Lufthansa has returned to black, posting an operating profit of €393m (£331m) in the three months to June following a boom in demand for cargo flights.
Up from last year’s loss of €827m, the carrier’s adjusted EBIT margin rose to 4.6 per cent while net income went up from a loss of €756m to a profit of €259m.
“The Lufthansa Group is back in the black,” said chief executive Carsten Spohr.
“This is a strong result after a half-year that was challenging for our guests but also for our employees.”
The group said it was expecting to generate an adjusted EBITDA of more than €500m for the full year, slightly below analysts’ forecasts of €569m.
“We want to and will continue to strengthen our position as the number one in Europe and thus maintain our place in the global top league of our industry,” Spohr added.
Nevertheless, the airline was forced to shave flight offerings for the third quarter of the year amid travel delays and disruption.
The carrier’s passenger airline division took a hit of €86m after a combination of labour shortages and ramped-up demand hit European hubs.

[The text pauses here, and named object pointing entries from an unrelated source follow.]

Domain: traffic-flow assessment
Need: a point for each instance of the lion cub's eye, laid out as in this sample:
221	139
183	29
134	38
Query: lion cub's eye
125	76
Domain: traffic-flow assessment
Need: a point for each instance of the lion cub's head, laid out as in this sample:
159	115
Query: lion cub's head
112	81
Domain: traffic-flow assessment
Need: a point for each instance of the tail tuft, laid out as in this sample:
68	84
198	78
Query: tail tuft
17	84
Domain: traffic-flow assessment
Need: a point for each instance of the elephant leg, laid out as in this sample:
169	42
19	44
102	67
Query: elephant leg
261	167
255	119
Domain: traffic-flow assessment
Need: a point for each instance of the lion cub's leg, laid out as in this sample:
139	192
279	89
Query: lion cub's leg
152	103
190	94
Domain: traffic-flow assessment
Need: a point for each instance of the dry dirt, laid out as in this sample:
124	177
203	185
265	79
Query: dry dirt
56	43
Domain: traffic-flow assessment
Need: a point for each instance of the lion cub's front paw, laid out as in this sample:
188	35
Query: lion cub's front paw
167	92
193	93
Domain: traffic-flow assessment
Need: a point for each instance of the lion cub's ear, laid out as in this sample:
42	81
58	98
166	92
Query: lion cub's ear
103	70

Lufthansa said it would offer around 80 per cent of “pre-crisis capacity” – 5 per cent down on previous quarterly forecasts.
Aviation analyst Sally Gethin told City A.M. the decision showed “how hard the current staffing shortage is impacting airlines.”
“Lufthansa, like BA, Emirates and KLM, has been forced to reduce its seat capacity in response to airport flight caps amid the ongoing travel chaos at airports,” she said.
“Effectively the airline will be down 20 per cent on its 2019 seat capacity level for the last quarter, although it had only ever planned to sell 85% of those seats.
“Now it will be 80 per cent showing that even now the airline is having to trim during the low season.”
The carrier was forced to cancel 2,000 flights this summer but, unlike British Airways (BA), didn’t halt the sale of tickets.
To comply with Heathrow’s cap of 100,000 daily departing passengers, BA suspended the sale of short-haul flights until mid-August, City A.M. reported.